Unfolding case studies, requiring a few props and students as actors, have also become popular. The unfolding case studies from the NLN for the care of elderly people and veterans give detailed instructions for faculty and provide doable exercises in integrating information and critical thinking within a group setting. Schools of nursing that did not invest heavily in manikins can take advantage of vSim for Nursing, virtual simulations, loaded on to local computers, that serve some of the same critical thinking integration functions.

 

Quality of faculty work life is important, and thoughtful workflow analysis has brought significant change. Consider, for example, the use of professional advisers and admission staff, all trained on the complexities of nursing education requirements. Student success counselors work with students early and often to improve study habits, testing skills, and other fundamental processes of the student world.
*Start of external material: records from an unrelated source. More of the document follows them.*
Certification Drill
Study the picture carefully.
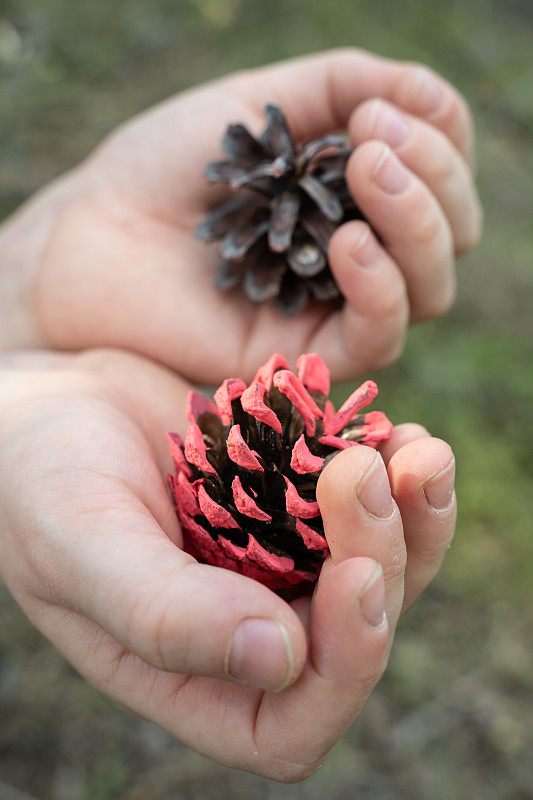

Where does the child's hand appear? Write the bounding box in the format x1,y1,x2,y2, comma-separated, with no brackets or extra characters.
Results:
0,50,480,383
0,351,455,781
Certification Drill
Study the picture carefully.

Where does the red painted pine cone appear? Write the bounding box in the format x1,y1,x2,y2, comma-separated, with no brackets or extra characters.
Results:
167,353,392,589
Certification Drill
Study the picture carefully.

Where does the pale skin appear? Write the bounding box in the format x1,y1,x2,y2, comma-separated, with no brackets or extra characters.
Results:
0,50,474,781
0,50,481,383
0,350,456,782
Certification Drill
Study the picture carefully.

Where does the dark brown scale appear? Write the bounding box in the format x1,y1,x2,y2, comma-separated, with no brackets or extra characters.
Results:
196,104,363,316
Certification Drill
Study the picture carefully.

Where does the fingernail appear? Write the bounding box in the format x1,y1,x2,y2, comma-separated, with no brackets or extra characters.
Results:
351,226,380,267
413,69,444,114
359,564,385,628
357,453,394,519
226,618,293,692
424,458,455,511
369,100,409,147
372,144,411,194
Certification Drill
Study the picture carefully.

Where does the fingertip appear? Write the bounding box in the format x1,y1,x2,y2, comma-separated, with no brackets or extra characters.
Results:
379,422,431,464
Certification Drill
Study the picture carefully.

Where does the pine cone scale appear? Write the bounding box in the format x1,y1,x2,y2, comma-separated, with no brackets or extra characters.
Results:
168,354,392,588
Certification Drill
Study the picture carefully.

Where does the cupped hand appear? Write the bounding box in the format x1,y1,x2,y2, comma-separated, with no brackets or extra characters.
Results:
0,50,480,383
0,350,455,781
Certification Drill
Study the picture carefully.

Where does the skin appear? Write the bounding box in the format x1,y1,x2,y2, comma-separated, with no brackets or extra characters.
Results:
0,50,472,782
0,50,481,383
0,350,455,782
Dedicated tutors, often peers who did well in a given course, support faculty courses.

 

Online programs have changed many aspects of nursing education, as faculty become accustomed to using the latest technologies to advance the education mission. Partnering with design experts has led to a new look for both online and in-class instruction.

 

Still, I worry. Faculty shortages are real and particularly potent in areas where it is prohibitive to expand the faculty with adjuncts or part-time faculty. Student advising and guiding the at-risk or struggling student often continue to be faculty responsibilities. And let's acknowledge that the appeal of the faculty role may not exist for new master's graduates. Greater emphasis on evidence-based practice and patient outcomes makes the demand high for advanced practice nurses, especially those who gain the leadership skills common among DNP graduates.

 

Nursing education must realize that, to fix the dike, we cannot act alone. The long-term solution requires forming and strengthening partnerships, rebuilding the dike with new strengths learned as we plug the hole: lessons like how instructional designers can add variety and fun to a classroom, and how recruiters, professional advisers, and media people can become wonderful additions to the team.

 

Nursing education must realize that, to fix the dike, we cannot act alone. The long-term solution requires forming and strengthening partnerships.

 

Nursing education has worked so hard to avoid the physician-dominant classroom that we often forget that other health disciplines can offer their expertise. Take California, for example, where pharmacists are required to teach pharmacy to advanced practice nursing students and exercise physiologists and athletic trainers contribute knowledge of movement science to undergraduate courses.

 

It is time to think beyond the boundaries of academia and health care systems to build new partnerships. We must realize that education is a mission-driven business and find advisers and experts who can bring new paradigms to our efforts. We know how to keep the focus on patients and students. Let's learn new approaches to help our mission thrive.